Tip Run the taxonomy as a draft for the first two weeks and let operators propose changes. A code list the crew helped shape gets used; one laminated and handed down does not.
Downtime log — one entry per stop
- Machine ID and date/shift
- Stop start time and duration (minutes)
- Reason code from the fixed list (one code per entry)
- One-line note: what actually happened
- Who responded and how long until response (for equipment stops)
- Flag if the stop recurs from a known unresolved cause
- Weekly: Pareto by total minutes, top code gets an owner and an action
Print this page or save it to your phone — the checklist works on paper.
Common questions
Should we log downtime per stop or just total minutes per shift?
Total minutes per shift is enough to compute Availability, and it's a fine starting point if logging discipline is new. But without per-stop reason codes you can't rank causes, which is the entire point of tracking. A middle path that works: total minutes plus the single biggest stop's code and duration, then graduate to full per-stop logging.
How do we handle a stop with two causes — say a breakdown that ran long because no operator was there to call it in?
Split it into two entries at the point the cause changed. If that's impractical in the moment, code the dominant cause and note the second in free text — then watch the notes in the weekly review for patterns worth their own code.
Do we need downtime-tracking software or sensors?
No.
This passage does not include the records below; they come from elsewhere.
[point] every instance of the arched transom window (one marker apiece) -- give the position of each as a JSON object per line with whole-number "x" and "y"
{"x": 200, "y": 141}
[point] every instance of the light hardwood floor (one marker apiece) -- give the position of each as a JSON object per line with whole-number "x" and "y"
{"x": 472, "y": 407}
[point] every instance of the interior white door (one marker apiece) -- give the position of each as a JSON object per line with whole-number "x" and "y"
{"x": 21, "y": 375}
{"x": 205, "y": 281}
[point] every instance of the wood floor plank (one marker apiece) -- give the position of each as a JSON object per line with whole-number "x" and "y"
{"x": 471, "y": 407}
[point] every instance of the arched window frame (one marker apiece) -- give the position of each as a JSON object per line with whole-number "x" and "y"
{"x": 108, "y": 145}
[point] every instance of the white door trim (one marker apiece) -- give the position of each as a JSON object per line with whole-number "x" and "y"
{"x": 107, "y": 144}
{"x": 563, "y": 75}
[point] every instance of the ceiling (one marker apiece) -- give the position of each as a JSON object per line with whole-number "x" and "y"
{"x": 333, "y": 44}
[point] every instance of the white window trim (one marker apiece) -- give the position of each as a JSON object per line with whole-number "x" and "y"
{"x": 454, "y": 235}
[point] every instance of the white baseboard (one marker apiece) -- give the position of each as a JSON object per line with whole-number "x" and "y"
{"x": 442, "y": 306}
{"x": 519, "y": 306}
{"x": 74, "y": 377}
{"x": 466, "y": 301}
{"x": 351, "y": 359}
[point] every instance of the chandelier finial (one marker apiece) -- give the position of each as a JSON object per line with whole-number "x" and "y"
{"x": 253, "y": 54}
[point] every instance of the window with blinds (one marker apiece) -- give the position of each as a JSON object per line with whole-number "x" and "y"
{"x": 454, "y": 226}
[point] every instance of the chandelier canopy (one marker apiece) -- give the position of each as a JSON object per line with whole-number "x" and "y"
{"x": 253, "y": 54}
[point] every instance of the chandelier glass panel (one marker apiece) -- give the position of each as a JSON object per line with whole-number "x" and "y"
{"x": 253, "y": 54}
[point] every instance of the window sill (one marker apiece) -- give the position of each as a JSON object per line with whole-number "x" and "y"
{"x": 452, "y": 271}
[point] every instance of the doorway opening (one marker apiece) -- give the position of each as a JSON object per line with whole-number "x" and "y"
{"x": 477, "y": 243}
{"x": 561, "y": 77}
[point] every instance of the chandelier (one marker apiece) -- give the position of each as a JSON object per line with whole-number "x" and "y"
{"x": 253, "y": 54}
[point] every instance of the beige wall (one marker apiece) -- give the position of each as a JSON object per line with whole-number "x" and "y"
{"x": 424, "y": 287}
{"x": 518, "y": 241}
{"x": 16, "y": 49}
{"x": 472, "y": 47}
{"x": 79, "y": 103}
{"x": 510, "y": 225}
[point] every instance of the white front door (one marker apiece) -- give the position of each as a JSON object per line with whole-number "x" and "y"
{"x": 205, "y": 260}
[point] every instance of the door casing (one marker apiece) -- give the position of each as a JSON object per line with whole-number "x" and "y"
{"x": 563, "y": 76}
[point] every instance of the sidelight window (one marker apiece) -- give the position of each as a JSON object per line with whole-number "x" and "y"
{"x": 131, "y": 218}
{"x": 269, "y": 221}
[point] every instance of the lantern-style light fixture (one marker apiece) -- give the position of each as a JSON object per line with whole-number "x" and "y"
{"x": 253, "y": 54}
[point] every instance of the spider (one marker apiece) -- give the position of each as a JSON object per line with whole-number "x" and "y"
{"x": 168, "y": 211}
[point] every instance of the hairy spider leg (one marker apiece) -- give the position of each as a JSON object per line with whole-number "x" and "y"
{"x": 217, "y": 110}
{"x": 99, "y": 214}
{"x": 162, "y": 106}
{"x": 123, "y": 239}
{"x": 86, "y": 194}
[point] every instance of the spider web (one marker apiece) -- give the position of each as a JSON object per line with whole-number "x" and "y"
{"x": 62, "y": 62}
A paper sheet or tablet form at the machine with time, duration, code, and note captures everything the Pareto needs. Automated capture adds precision on stop times but can't supply the reason code — the part with all the diagnostic value — so the human habit has to exist either way.
How does this connect to OEE?
Unplanned downtime minutes are the Availability side of OEE, and the reason codes are the address book for your availability losses. Speed losses and micro-stops live in Performance, scrap in Quality — the downtime log deliberately covers only the stops big enough to log.